LAG Düsseldorf zur Kündigung: Arbeit­geber durfte rote Hose vor­sch­reiben

von Tanja Podolski

21.05.2024

Weil er keine rote Hose tragen wollte: Das LAG Düsseldorf hat die Kündigung eines 43-Jährigen nach einem Streit um die Arbeitshose bestätigt. Warum der Gekündigte sich so beharrlich weigerte, blieb unklar.

"Im Kern liegt hier eine beharrliche Arbeitsverweigerung vor", der Arbeitnehmer habe die Sache "komplett in die Eskalation getrieben": Der Vorsitzende Richter Olaf Klein wurde an diesem Dienstag am Landesarbeitsgericht (LAG) Düsseldorf deutlich. Er und seine Kammer hätten die Beweggründe des Klägers gerne verstanden, doch dazu kam es nicht. Nach kaum 90 Minuten war daher der Streit um die rote Arbeitshose entschieden – zu Lasten des Klägers (Urt. v. 21.05.2024, Az.: 3 SLa 224/24). Die Revision hat die Kammer nicht zugelassen.  

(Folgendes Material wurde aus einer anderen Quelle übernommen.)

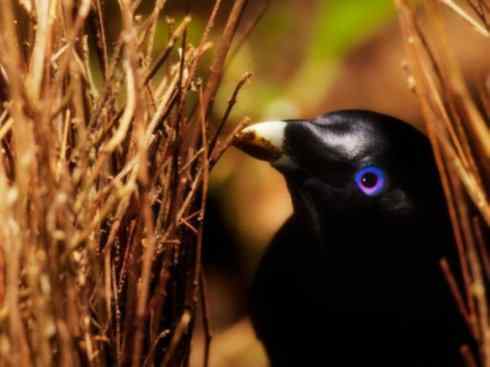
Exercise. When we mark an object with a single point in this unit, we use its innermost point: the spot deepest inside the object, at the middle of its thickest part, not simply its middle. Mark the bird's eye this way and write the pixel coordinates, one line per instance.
(370, 180)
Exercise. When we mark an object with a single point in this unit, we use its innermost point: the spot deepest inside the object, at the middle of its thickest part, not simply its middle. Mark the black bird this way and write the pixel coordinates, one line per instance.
(353, 277)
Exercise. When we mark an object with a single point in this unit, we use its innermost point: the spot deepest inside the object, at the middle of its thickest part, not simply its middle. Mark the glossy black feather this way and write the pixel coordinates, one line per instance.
(352, 280)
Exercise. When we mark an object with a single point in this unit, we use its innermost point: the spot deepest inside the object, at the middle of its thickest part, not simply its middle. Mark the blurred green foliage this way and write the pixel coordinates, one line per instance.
(295, 51)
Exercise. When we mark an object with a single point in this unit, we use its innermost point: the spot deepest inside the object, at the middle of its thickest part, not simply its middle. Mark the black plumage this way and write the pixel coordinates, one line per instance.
(353, 277)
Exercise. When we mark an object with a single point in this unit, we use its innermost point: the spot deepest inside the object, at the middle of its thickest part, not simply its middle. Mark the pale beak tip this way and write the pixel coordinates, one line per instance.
(263, 140)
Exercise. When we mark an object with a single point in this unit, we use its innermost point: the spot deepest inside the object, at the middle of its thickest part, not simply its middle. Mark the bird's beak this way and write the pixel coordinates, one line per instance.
(264, 141)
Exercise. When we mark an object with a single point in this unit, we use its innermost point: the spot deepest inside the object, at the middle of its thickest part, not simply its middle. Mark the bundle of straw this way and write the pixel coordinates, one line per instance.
(102, 184)
(458, 127)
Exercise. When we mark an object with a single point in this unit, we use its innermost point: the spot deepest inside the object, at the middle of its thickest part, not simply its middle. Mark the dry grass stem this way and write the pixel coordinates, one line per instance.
(460, 135)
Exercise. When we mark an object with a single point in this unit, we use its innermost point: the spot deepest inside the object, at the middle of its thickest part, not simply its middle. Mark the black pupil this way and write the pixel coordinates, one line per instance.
(369, 180)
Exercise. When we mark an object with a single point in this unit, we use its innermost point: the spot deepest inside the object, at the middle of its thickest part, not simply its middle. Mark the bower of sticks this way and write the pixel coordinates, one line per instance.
(108, 137)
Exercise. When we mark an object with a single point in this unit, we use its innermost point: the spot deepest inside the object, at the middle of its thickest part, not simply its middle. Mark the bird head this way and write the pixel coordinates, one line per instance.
(357, 164)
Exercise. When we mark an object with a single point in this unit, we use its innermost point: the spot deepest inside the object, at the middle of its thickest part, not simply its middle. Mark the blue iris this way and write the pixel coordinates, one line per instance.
(370, 180)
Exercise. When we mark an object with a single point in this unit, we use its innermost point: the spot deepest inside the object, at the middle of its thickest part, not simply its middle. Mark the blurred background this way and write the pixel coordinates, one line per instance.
(307, 57)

Ein 43-jähriger Handwerksmeister hatte sich geweigert, eine rote Arbeitsschutzhose zu tragen – die er zuvor jahrelang bei der Arbeit durchaus getragen hatte. Doch im Oktober 2023 legte sein Arbeitgeber diese Pflicht in einer Hausordnung fest. In der Folge kam der in der Produktion arbeitende Mann mehrfach in schwarzer bzw. grauer Hose in den Industriebetrieb, es kam zu zwei Abmahnungen, nach dem dritten Mal auch zur ordentlichen Kündigung – aus sozialen Gründen, ist vom Arbeitgebervertreter zu vernehmen. Die Kündigung nämlich hätte in diesem Fall nämlich auch außerordentliche erfolgen können, sagte Richter Klein bei der Berufungsverhandlung. Seit dem Ausspruch der Kündigung war der Mann dann nach über neun Jahren Betriebszugehörigkeit freigestellt. Zu Ende Februar 2024 wurde sie wirksam, seitdem ist der Mann arbeitslos. 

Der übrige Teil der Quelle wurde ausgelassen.